Personnellement, j’y reviens régulièrement depuis de nombreuses années. Mais ce que j’aime lire et relire, ce sont les pages liminaires. Marie-Victorin avait une belle plume. Et au début du livre, en 80 pages, il nous entretient du pays québécois et du dynamisme de la flore laurentienne. Voici quelques extraits.
Marie-Victorin a fait place au langage vernaculaire. Mais il nuance ainsi : Les canadianismes véritables, c’est-à-dire spécifiques et d’usage courant, sont plutôt en petit nombre. Ils forment un trésor linguistique d’une valeur inestimable, mais qui, vraisemblablement, ne s’accroîtra plus. Les conditions de la vie moderne, une impitoyable standardisation par l’école et la radio, par le cinéma et le journal, ne permettent plus cet insularisme de la vie quotidienne, ces processus lents et cumulatifs qui aboutissent à la création folklorique.

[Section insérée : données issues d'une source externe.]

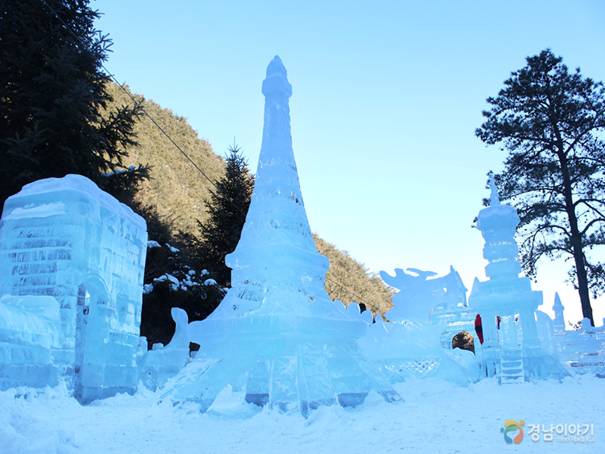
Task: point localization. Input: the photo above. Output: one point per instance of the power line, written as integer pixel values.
(176, 145)
(136, 102)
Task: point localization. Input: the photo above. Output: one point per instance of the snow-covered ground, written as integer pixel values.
(436, 417)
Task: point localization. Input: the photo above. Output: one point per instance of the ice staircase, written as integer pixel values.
(511, 352)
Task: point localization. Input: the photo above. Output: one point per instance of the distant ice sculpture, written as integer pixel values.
(276, 338)
(581, 350)
(161, 363)
(507, 304)
(65, 242)
(422, 296)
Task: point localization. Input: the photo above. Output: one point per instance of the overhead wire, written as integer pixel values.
(331, 280)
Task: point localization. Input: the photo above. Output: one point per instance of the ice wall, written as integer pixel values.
(66, 238)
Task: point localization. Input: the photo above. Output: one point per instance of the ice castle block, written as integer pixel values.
(67, 239)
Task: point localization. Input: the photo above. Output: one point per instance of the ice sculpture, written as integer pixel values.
(422, 295)
(163, 362)
(582, 350)
(506, 302)
(405, 350)
(65, 238)
(276, 338)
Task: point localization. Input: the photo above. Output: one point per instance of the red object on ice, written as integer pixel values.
(479, 328)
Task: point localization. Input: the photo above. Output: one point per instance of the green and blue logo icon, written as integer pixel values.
(513, 431)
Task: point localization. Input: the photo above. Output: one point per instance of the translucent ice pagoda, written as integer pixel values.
(507, 304)
(71, 264)
(276, 338)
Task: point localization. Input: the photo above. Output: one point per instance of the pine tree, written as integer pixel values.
(53, 98)
(552, 121)
(227, 211)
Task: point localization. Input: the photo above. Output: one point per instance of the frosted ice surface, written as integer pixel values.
(68, 241)
(30, 328)
(276, 336)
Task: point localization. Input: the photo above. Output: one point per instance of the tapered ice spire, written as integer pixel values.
(494, 196)
(276, 246)
(276, 335)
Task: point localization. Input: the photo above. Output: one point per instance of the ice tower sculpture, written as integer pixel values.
(66, 244)
(506, 302)
(276, 338)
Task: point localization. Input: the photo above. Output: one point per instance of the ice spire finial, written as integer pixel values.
(494, 197)
(276, 83)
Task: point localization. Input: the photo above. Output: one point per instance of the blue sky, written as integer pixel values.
(386, 98)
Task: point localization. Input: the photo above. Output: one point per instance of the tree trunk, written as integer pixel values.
(576, 241)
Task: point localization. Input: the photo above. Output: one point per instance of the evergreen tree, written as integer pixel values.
(54, 99)
(552, 121)
(227, 213)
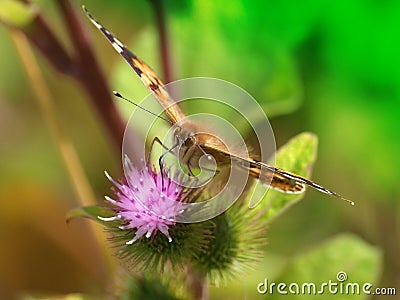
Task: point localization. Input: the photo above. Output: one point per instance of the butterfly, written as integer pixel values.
(195, 145)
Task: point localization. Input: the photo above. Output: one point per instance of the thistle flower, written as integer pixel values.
(148, 202)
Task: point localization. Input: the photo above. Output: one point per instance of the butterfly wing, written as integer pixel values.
(146, 74)
(277, 178)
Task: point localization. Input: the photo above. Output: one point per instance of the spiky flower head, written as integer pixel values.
(148, 202)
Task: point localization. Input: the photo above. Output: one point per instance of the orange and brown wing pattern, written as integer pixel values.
(145, 73)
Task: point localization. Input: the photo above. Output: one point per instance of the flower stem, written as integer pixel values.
(69, 157)
(163, 37)
(197, 285)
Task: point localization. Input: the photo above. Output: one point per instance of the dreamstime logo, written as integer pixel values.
(221, 114)
(334, 287)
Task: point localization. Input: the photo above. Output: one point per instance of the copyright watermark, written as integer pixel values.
(340, 286)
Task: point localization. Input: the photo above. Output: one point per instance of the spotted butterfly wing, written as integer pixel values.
(275, 177)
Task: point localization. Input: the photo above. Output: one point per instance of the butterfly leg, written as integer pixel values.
(155, 140)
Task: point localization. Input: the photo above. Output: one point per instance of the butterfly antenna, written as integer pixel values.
(141, 107)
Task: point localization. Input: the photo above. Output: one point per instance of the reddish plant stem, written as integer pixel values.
(82, 66)
(163, 38)
(90, 75)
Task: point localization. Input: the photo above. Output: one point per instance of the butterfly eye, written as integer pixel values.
(191, 140)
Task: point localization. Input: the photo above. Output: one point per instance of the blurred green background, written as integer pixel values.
(331, 68)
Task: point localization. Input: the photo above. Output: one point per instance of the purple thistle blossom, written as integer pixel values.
(149, 202)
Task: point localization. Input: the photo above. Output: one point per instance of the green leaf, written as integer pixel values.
(92, 212)
(16, 13)
(146, 288)
(296, 156)
(360, 262)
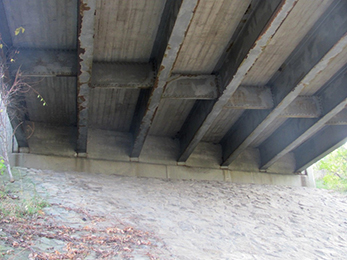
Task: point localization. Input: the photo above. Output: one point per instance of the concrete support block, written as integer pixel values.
(66, 164)
(151, 170)
(206, 155)
(187, 173)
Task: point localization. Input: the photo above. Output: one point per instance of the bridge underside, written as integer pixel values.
(196, 85)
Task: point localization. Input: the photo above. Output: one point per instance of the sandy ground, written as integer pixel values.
(205, 219)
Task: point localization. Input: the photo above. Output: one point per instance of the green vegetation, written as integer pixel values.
(335, 166)
(19, 199)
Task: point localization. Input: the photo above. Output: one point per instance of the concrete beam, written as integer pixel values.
(319, 145)
(253, 39)
(176, 33)
(333, 99)
(122, 75)
(191, 87)
(310, 59)
(246, 97)
(339, 119)
(44, 63)
(85, 61)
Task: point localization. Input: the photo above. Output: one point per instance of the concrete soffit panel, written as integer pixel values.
(302, 66)
(176, 33)
(261, 26)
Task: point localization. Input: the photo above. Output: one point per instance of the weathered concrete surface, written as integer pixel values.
(209, 220)
(143, 169)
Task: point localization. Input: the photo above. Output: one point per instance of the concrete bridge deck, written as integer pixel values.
(238, 86)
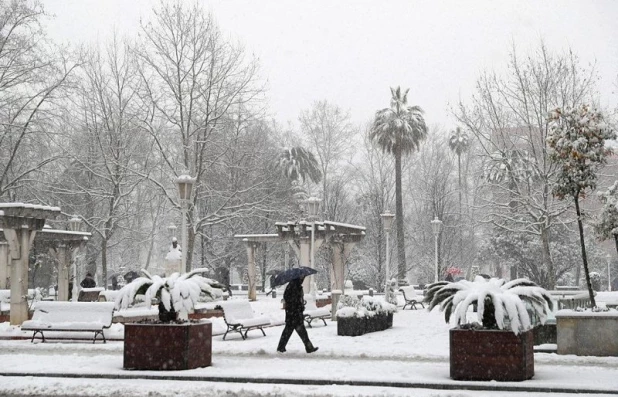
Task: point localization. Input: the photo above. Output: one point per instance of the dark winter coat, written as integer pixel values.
(294, 299)
(88, 282)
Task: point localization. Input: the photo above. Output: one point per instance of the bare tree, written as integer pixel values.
(32, 75)
(105, 147)
(327, 129)
(508, 118)
(201, 92)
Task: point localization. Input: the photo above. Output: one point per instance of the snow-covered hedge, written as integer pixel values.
(351, 306)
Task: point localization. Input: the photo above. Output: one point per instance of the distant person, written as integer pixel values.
(88, 281)
(294, 300)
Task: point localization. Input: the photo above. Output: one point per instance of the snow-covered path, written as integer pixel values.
(313, 371)
(409, 359)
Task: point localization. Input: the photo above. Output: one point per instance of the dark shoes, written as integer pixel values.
(309, 350)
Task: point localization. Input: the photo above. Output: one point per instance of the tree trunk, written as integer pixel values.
(103, 262)
(401, 248)
(548, 263)
(460, 211)
(583, 245)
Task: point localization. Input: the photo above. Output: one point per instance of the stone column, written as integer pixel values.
(340, 253)
(251, 248)
(4, 265)
(305, 259)
(64, 266)
(19, 246)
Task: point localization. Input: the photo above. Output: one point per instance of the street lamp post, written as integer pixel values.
(185, 186)
(74, 226)
(171, 228)
(387, 221)
(436, 225)
(313, 207)
(609, 276)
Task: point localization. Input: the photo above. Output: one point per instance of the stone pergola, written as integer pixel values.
(20, 223)
(341, 236)
(63, 246)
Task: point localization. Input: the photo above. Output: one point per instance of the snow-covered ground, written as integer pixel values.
(409, 359)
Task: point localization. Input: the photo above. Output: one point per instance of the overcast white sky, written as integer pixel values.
(351, 52)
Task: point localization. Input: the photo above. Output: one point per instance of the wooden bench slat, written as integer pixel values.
(239, 316)
(70, 317)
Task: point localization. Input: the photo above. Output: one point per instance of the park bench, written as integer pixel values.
(239, 317)
(411, 297)
(70, 317)
(90, 294)
(312, 312)
(571, 299)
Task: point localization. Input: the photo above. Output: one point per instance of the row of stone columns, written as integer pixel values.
(340, 253)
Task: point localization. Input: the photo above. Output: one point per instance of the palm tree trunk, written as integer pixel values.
(583, 245)
(401, 249)
(460, 211)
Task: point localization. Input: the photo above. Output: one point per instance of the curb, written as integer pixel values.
(322, 382)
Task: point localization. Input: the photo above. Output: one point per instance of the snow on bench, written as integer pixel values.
(71, 317)
(239, 316)
(411, 297)
(312, 312)
(90, 294)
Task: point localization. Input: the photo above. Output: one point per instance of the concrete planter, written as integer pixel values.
(587, 333)
(167, 346)
(546, 333)
(491, 355)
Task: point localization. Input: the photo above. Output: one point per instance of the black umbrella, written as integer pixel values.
(131, 275)
(291, 274)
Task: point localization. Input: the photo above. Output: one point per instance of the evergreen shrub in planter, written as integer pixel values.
(357, 317)
(500, 346)
(172, 343)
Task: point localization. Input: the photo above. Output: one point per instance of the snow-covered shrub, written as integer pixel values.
(177, 294)
(350, 306)
(389, 294)
(595, 280)
(500, 304)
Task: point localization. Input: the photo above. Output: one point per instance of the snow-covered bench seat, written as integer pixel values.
(70, 317)
(411, 297)
(312, 312)
(90, 294)
(239, 317)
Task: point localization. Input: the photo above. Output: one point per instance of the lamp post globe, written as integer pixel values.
(609, 274)
(436, 225)
(185, 188)
(171, 229)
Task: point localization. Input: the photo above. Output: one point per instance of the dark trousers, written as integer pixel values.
(300, 330)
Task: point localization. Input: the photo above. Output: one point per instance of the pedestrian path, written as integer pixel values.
(307, 370)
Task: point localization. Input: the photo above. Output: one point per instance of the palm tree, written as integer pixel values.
(399, 130)
(459, 142)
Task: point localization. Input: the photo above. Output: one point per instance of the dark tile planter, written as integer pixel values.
(546, 333)
(167, 346)
(491, 355)
(356, 326)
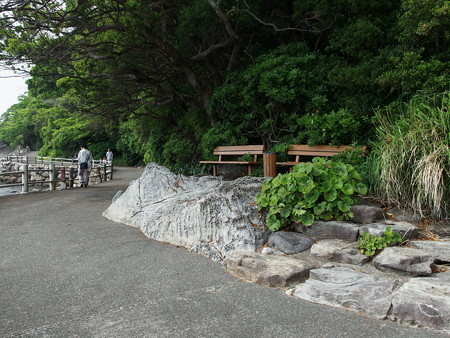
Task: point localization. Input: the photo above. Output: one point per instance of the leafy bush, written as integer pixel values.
(370, 244)
(321, 189)
(337, 127)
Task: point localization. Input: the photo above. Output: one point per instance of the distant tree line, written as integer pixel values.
(168, 80)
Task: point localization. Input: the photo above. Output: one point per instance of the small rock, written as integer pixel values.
(413, 261)
(267, 270)
(267, 251)
(440, 250)
(290, 242)
(338, 251)
(442, 228)
(423, 302)
(404, 215)
(331, 230)
(344, 287)
(207, 250)
(366, 214)
(117, 195)
(404, 229)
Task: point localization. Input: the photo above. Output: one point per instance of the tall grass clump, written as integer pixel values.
(413, 156)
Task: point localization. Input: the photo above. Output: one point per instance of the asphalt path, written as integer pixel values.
(65, 271)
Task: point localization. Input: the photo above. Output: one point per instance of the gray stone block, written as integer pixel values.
(346, 231)
(343, 287)
(290, 242)
(268, 270)
(364, 214)
(412, 261)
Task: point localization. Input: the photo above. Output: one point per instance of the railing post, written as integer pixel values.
(71, 177)
(99, 172)
(63, 174)
(270, 164)
(52, 176)
(105, 175)
(25, 178)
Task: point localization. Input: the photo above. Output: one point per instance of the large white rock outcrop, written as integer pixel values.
(192, 211)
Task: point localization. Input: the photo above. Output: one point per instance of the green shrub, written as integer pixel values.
(370, 244)
(321, 189)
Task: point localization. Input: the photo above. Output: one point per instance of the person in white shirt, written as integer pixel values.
(84, 165)
(109, 156)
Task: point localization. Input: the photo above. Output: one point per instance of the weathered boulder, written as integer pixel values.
(344, 287)
(187, 211)
(336, 250)
(405, 215)
(267, 270)
(440, 250)
(290, 242)
(442, 228)
(412, 261)
(346, 231)
(405, 229)
(424, 302)
(366, 214)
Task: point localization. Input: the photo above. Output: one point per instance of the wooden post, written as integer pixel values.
(71, 177)
(63, 174)
(270, 164)
(25, 178)
(52, 176)
(105, 175)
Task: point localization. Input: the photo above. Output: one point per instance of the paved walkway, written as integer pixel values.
(65, 271)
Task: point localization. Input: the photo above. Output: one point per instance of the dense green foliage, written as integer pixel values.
(413, 154)
(321, 189)
(371, 244)
(167, 81)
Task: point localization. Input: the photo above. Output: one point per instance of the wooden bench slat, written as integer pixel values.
(299, 150)
(220, 151)
(239, 150)
(230, 162)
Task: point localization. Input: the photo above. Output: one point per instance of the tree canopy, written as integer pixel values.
(168, 80)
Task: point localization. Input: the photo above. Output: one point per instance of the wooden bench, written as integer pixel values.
(300, 150)
(236, 151)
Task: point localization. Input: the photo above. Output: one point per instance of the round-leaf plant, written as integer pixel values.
(321, 189)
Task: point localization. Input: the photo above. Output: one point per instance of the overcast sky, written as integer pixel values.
(10, 89)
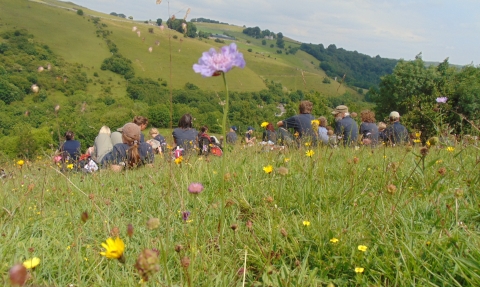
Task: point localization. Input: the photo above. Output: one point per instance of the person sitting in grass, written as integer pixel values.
(396, 133)
(157, 141)
(70, 149)
(102, 145)
(130, 153)
(368, 128)
(232, 135)
(185, 136)
(345, 127)
(269, 135)
(142, 122)
(301, 123)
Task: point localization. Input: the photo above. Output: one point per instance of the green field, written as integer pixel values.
(73, 38)
(303, 224)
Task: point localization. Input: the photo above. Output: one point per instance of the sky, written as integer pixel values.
(397, 29)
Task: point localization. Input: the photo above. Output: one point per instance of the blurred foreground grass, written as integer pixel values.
(346, 217)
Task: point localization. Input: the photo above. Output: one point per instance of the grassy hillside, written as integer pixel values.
(73, 37)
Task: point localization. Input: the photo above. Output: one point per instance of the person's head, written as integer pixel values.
(104, 130)
(323, 121)
(340, 111)
(394, 116)
(367, 116)
(153, 132)
(69, 135)
(131, 137)
(140, 121)
(270, 127)
(185, 121)
(305, 107)
(381, 126)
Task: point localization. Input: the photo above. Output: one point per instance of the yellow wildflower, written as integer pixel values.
(31, 263)
(359, 269)
(310, 153)
(268, 169)
(113, 248)
(362, 248)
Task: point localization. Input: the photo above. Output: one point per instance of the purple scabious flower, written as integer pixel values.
(442, 100)
(185, 215)
(213, 63)
(195, 187)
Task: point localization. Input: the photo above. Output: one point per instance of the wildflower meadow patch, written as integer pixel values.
(311, 221)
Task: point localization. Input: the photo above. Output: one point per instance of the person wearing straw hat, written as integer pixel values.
(345, 127)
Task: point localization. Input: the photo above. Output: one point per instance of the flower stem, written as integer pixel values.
(222, 192)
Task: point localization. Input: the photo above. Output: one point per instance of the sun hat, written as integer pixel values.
(340, 109)
(131, 130)
(394, 115)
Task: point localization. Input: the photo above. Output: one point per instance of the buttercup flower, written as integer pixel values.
(268, 169)
(31, 263)
(113, 249)
(362, 248)
(442, 100)
(213, 63)
(195, 187)
(359, 269)
(334, 240)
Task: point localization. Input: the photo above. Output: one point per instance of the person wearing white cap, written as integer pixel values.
(345, 128)
(396, 132)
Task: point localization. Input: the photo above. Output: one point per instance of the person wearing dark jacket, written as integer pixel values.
(345, 127)
(396, 133)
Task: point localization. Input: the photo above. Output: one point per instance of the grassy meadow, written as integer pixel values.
(342, 217)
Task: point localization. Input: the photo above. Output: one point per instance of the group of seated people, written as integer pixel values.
(345, 131)
(126, 147)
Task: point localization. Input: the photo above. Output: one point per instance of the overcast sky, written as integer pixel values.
(389, 28)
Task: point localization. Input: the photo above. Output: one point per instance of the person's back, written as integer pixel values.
(102, 145)
(70, 149)
(116, 138)
(396, 133)
(347, 128)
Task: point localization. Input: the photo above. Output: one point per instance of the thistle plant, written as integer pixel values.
(213, 63)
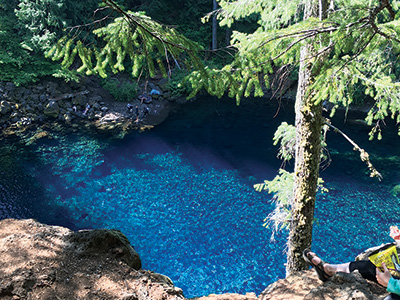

Plus loin, il constate : La Laurentie est vraiment le pays de l’eau : les pluies sont abondantes, les lacs et cours d’eau innombrables. C’est pourquoi la couverture normale est la forêt, avec absence presque totale de prairies naturelles. Le climat du Québec est donc, dans l’ensemble, un climat continental, caractérisé par un grand écart des températures extrêmes, par l’abondance des précipitations, et par l’influence de la couche de neige hivernale.
Et d’autres mots encore.
La toundra [de l’Arctique] est en réalité une immense tourbière dont l’étendue, la solitude, l’uniformité et le silence sont saisissants.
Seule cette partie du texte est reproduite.